In an article for Princeton’s college newspaper, The Daily Princetonian, sophomore Emilly Santos argues that “American systems of legal administration enact violence against minority populations,” which includes the criminal justice system. “Princeton’s Honor Code, tasked with holding students accountable and honest in academic settings, mirrors the criminal justice system in its rules and effects.”

Santos then outlines that the disciplinary actions imposed — such as suspension, withholding of financial aid, a record on your transcript, or even expulsion — on students who violate the honor code affect minority or “first-generation low-income (FLI) students” the most, whom she argues are unprepared at navigating such a system in the first place. As such, Santos recommends that “the University should lead by example by dismantling the Honor Code system, which acts as a barrier to social mobility and a more equitable society.”

That prohibitions on cheating and plagiarizing are now conflated with systemic racism shows how effectively propagandized the nation’s allegedly best and brightest — at Ivy League schools, no less — have become.

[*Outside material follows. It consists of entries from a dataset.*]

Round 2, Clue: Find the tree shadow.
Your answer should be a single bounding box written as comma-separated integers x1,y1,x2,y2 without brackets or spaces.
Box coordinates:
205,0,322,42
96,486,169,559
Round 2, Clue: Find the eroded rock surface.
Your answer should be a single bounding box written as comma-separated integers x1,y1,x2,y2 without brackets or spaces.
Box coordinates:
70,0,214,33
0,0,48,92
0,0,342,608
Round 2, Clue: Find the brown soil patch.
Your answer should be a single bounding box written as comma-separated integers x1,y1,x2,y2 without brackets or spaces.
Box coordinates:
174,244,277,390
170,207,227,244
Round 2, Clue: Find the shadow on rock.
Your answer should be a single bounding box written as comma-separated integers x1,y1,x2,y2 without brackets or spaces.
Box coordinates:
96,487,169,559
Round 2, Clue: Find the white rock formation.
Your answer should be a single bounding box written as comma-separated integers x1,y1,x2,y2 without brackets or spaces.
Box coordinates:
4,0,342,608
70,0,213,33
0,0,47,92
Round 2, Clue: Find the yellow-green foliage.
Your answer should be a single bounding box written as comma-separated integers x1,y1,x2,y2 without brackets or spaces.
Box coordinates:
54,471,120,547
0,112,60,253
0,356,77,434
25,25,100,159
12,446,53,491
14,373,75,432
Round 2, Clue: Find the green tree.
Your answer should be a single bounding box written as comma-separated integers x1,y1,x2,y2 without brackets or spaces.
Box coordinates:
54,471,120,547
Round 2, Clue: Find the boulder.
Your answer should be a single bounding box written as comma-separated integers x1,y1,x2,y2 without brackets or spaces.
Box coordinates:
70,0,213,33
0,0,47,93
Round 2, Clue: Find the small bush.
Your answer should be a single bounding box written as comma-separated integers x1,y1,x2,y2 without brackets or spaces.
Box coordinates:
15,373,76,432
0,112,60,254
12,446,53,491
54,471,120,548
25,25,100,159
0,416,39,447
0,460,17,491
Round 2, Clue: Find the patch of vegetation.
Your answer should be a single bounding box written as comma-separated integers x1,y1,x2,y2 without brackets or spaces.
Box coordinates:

That Santos seriously recommends dismantling the honor code solely for racial “equity” implies she believes low-income minority students must cheat or plagiarize to excel academically at Princeton. In other words, Santos is engaging in the soft bigotry of low expectations at the expense of her college classmates.

While low-income and minority students should be given the resources and help they need to excel academically, a free pass to cheat is not one of them. Santos insults her peers’ intelligence by assuming removing academic standards will help them succeed. Ironically, in the name of racial equity, Santos is peddling a new form of pernicious racism adopted by the left.

Besides, Princeton’s honor code is not to blame for the problems Santos highlights. The real culprit is affirmative action.

Many students granted admittance to the nation’s elite colleges solely or partly on the basis of their skin color are woefully unprepared for the academic environment at those schools. As such, many drop out or fail their classes.

For example, according to the Heritage Foundation, one study found that among the top law schools in the country, more than 50 percent of black law students were in the bottom 10 percent of their class. The dropout rate for black law students was also more than twice that of their white counterparts (19.3 percent vs. 8.2 percent).

Another study found that after California banned race-based admissions for public colleges, there was a 4.4-percentage-point increase in the graduation rates of minority students, which can be attributed to students selecting colleges that were a better academic fit.

What Santos needs to realize is that until colleges base their admissions on merit instead of race, students will repeatedly enroll in schools they are ill-suited for — and no amount of free passes for cheating will make up for that.